On This Page
Traditionally, enterprise applications are deployed and run within the company network. To obtain information about users such as user profile and group information, many of these applications are built to integrate with corporate directories such as Microsoft Active Directory. More importantly, a user's credentials are typically stored and validated using the directory. For example, if you use SharePoint and Exchange that are running on premises, your login credentials are your Active Directory credentials.
However, with increased collaboration and the move towards the cloud, many applications have moved beyond the boundaries of a company's domain. Federated Authentication is the solution to this problem.
Before diving into federated authentication, we need to understand what authentication really means. Authentication defines the way a user is identified and validated through some sort of credentials as part of a login flow. Most applications will present a login page to an end user, allowing him to specify a username and a password.

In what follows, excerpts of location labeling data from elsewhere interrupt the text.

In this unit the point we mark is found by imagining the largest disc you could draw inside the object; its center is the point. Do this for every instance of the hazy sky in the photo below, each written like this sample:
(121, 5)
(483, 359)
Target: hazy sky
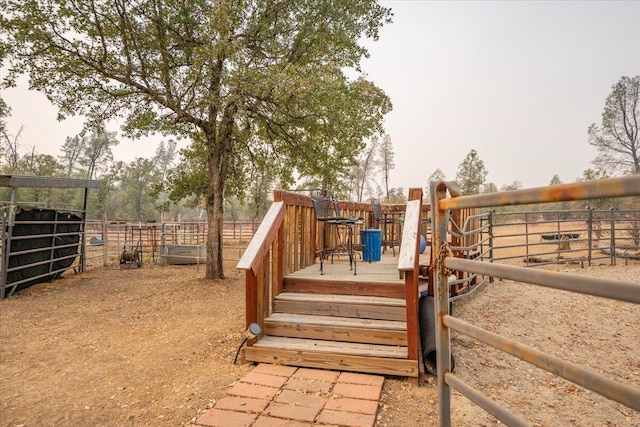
(519, 82)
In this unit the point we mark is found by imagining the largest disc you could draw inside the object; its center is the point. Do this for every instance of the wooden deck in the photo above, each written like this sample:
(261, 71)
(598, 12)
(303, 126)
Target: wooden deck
(340, 320)
(364, 322)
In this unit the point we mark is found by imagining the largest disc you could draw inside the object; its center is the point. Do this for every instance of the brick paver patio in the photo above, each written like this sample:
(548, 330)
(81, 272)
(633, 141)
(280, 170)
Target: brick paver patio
(272, 395)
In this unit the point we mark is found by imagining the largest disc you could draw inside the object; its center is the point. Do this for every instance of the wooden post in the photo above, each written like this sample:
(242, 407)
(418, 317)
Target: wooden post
(411, 296)
(251, 300)
(105, 241)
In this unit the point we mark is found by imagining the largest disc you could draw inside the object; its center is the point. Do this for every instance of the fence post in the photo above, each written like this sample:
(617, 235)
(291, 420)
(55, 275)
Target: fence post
(105, 241)
(441, 302)
(589, 235)
(491, 221)
(613, 236)
(526, 235)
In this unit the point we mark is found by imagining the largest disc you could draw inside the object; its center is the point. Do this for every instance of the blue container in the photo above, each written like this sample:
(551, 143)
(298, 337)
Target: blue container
(371, 243)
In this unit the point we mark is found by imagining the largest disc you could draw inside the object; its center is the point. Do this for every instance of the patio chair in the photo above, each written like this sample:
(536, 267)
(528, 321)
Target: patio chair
(389, 226)
(327, 211)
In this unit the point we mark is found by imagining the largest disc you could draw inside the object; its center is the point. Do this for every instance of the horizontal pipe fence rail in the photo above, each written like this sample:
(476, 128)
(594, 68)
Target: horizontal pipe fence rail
(176, 242)
(446, 263)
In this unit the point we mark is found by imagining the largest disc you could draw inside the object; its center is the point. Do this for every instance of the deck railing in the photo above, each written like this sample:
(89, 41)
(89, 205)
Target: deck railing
(445, 262)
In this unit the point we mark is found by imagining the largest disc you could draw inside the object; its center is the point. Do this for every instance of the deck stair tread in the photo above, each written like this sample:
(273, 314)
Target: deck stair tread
(336, 321)
(341, 299)
(332, 347)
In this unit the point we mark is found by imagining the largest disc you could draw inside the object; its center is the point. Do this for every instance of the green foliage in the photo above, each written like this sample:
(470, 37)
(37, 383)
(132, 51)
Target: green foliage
(471, 174)
(246, 81)
(617, 137)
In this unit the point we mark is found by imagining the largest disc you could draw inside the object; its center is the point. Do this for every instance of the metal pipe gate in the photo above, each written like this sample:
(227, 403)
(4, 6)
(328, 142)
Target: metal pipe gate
(442, 205)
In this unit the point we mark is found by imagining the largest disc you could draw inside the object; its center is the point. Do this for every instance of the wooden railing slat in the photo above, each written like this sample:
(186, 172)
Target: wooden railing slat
(254, 254)
(407, 258)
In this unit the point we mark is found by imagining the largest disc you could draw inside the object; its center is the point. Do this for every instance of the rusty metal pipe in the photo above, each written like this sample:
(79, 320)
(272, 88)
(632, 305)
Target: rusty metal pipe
(485, 403)
(627, 395)
(613, 289)
(613, 187)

In some cases, additional information may be required in order to locate the user - like a company ID or a client code. This information allows the application to narrow down the search of the username applicable to the provided info. This is often used to allow the same username to exist across multiple tenants belonging to different customers.
Most applications will have a user store (DB or LDAP) containing, among other things, user profile information and credentials. During login, the credentials are validated against this backend user store. The advantage of this approach is that it is simple, because everything is managed within the application, providing a single and consistent way to authenticate an end user. However, if a user needs to access multiple applications where each app requires a different set of credentials, it becomes a hassle for the end user. First, the user will need to remember different passwords - in addition to any other corporate password (eg. AD password) that may already exist. The user is now forced to maintain separate usernames and passwords, dealing with different password policies and expirations. Second, this also creates a headache for administrators and ISVs when application users continue to have access to applications that should have been revoked.
Federated Identity started with the need to support application access that spans beyond a company or organization boundary. Imagine a relationship between a juice company (JuiceCo) selling its product to a large supermarket chain (BigMart). As an employee of JuiceCo, you need to access an application provided by BigMart to manage the relationship and monitor supplies and sales.
In this case, BigMart (who is providing this application) will need to take care of user authentication. The simple way is to require a different user name and password from users working at JuiceCo. But think about all the users that this application will need to maintain - including all of the other suppliers and their users who need to access the application.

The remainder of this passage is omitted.